I saw your life in photographs and I saw God in your eyes. I realized we’re the lucky ones and understood the fragility of time. I watched God laugh at my plans and the ghosts in the woods, forever indebted to a past life. I watched childhood replay in a video, as I didn’t appreciate that gift when it was given. You went home and I didn’t say goodbye, but Mary Jean, I have buried you in every place I’ve been.
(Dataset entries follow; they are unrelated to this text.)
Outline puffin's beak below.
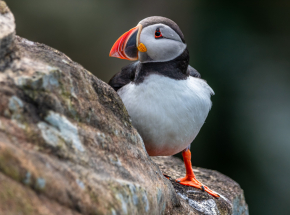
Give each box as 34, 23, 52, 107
109, 24, 142, 60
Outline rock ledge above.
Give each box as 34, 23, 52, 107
0, 1, 248, 215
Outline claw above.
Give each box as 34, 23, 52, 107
176, 149, 220, 198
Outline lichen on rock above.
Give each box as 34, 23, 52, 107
0, 1, 247, 214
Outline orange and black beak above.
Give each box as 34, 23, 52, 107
109, 24, 146, 60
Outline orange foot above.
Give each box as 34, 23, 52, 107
176, 149, 220, 198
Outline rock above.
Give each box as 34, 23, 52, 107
152, 157, 249, 215
0, 1, 247, 215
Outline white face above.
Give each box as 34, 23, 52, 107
138, 24, 186, 63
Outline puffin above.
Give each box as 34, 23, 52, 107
108, 16, 220, 198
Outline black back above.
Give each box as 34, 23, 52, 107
109, 49, 201, 91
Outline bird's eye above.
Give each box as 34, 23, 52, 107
155, 28, 163, 39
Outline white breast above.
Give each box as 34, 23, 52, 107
118, 74, 214, 156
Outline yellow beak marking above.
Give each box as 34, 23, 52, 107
137, 43, 147, 52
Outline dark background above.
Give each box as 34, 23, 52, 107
7, 0, 290, 215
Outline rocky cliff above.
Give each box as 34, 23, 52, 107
0, 1, 248, 215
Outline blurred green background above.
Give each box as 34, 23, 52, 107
7, 0, 290, 215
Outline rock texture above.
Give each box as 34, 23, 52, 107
0, 1, 247, 215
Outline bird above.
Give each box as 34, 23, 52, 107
108, 16, 219, 198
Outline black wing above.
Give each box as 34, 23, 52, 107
187, 65, 201, 78
108, 61, 139, 91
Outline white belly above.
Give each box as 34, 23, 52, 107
118, 74, 214, 156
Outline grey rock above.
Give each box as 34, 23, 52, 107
0, 1, 247, 215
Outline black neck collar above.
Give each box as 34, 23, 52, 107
134, 48, 189, 84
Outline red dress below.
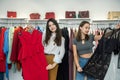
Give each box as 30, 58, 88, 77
18, 30, 48, 80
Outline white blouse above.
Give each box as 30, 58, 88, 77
42, 32, 65, 63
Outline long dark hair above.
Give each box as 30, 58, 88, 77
45, 18, 61, 46
76, 21, 90, 41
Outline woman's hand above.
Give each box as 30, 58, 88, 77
77, 66, 83, 72
46, 63, 57, 70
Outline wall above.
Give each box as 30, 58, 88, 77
0, 0, 120, 20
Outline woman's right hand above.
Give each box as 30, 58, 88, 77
77, 66, 83, 72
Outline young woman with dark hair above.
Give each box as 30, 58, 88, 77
43, 18, 65, 80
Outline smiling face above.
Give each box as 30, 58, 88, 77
48, 21, 57, 33
80, 23, 90, 35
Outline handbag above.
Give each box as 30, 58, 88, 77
7, 11, 17, 18
65, 11, 76, 18
78, 11, 89, 18
83, 28, 118, 80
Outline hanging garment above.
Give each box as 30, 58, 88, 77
57, 28, 69, 80
10, 26, 23, 71
18, 29, 48, 80
69, 29, 74, 80
0, 28, 6, 72
83, 28, 119, 80
0, 72, 4, 80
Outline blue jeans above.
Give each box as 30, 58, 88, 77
76, 57, 95, 80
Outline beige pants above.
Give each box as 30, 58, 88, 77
46, 54, 58, 80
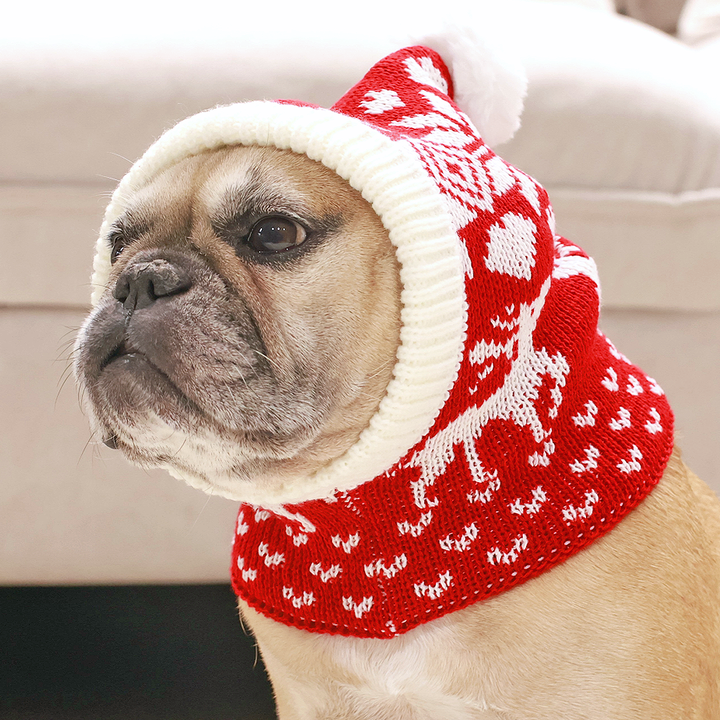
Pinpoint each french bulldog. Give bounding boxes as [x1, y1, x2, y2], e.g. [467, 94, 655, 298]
[76, 43, 720, 720]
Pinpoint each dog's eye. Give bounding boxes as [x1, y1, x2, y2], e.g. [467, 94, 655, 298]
[247, 215, 307, 253]
[108, 233, 127, 265]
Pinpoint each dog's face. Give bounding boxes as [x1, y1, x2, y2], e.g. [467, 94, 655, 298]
[76, 146, 400, 496]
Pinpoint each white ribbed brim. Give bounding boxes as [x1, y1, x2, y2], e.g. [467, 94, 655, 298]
[92, 102, 467, 505]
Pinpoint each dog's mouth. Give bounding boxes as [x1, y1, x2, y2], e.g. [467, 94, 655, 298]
[100, 335, 147, 372]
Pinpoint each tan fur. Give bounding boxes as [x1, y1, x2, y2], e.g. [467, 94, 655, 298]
[78, 148, 720, 720]
[241, 453, 720, 720]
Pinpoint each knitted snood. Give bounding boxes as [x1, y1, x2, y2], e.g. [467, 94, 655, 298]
[232, 48, 673, 638]
[88, 47, 673, 638]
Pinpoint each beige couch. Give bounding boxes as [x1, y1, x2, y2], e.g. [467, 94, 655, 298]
[0, 0, 720, 584]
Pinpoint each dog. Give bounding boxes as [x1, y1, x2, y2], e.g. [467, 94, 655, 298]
[76, 48, 720, 720]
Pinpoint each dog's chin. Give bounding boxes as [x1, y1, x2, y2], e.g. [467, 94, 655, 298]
[82, 343, 318, 500]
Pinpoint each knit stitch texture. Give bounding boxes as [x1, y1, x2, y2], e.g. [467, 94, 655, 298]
[232, 47, 673, 638]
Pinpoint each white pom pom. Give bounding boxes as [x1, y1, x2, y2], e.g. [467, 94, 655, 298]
[419, 17, 527, 147]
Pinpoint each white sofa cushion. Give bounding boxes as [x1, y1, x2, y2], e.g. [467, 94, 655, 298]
[498, 3, 720, 310]
[678, 0, 720, 44]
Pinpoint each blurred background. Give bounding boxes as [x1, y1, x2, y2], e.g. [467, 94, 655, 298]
[0, 0, 720, 720]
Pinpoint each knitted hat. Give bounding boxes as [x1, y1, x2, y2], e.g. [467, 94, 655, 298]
[94, 46, 673, 637]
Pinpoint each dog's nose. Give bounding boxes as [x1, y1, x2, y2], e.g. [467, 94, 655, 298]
[113, 258, 192, 313]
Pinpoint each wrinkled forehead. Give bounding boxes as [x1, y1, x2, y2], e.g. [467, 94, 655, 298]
[114, 145, 369, 235]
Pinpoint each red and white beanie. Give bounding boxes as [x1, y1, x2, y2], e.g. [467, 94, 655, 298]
[94, 40, 673, 638]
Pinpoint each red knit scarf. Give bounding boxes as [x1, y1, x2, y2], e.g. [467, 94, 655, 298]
[232, 47, 673, 638]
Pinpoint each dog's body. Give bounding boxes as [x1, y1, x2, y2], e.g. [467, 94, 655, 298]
[78, 147, 720, 720]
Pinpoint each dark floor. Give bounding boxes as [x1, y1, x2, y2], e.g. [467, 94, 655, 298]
[0, 585, 275, 720]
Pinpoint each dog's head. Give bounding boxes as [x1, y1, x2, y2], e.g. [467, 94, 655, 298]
[77, 146, 408, 492]
[76, 47, 540, 505]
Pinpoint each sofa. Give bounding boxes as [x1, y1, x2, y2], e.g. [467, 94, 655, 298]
[0, 0, 720, 585]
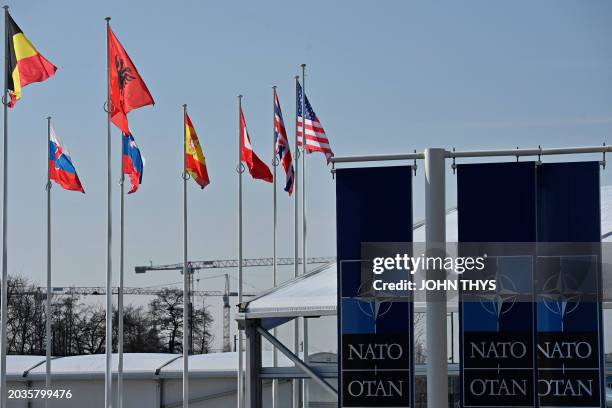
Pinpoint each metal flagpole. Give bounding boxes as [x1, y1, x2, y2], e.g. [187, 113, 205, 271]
[104, 17, 113, 408]
[183, 105, 191, 408]
[272, 86, 280, 408]
[117, 129, 126, 408]
[236, 95, 244, 408]
[45, 116, 52, 406]
[0, 6, 9, 408]
[293, 75, 300, 408]
[301, 64, 308, 407]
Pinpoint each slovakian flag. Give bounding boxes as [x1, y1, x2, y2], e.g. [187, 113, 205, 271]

And now, I shoot myself in the foot again and float out to sea, to get lost in a boat full of bottles, filled with rocks and your memories. and now, as these sober lights dim, it’s with these sails, the wrestle I can never win, as rough as it is, in our self medicated ocean, praying for land, only to never see again.

We found ourselves on dive bar steps, sharing bummed cigarettes, fucked up and falling down, from warm nights in our little town, and we’d laugh out loud, until they kicked us out, and God damn i miss that now.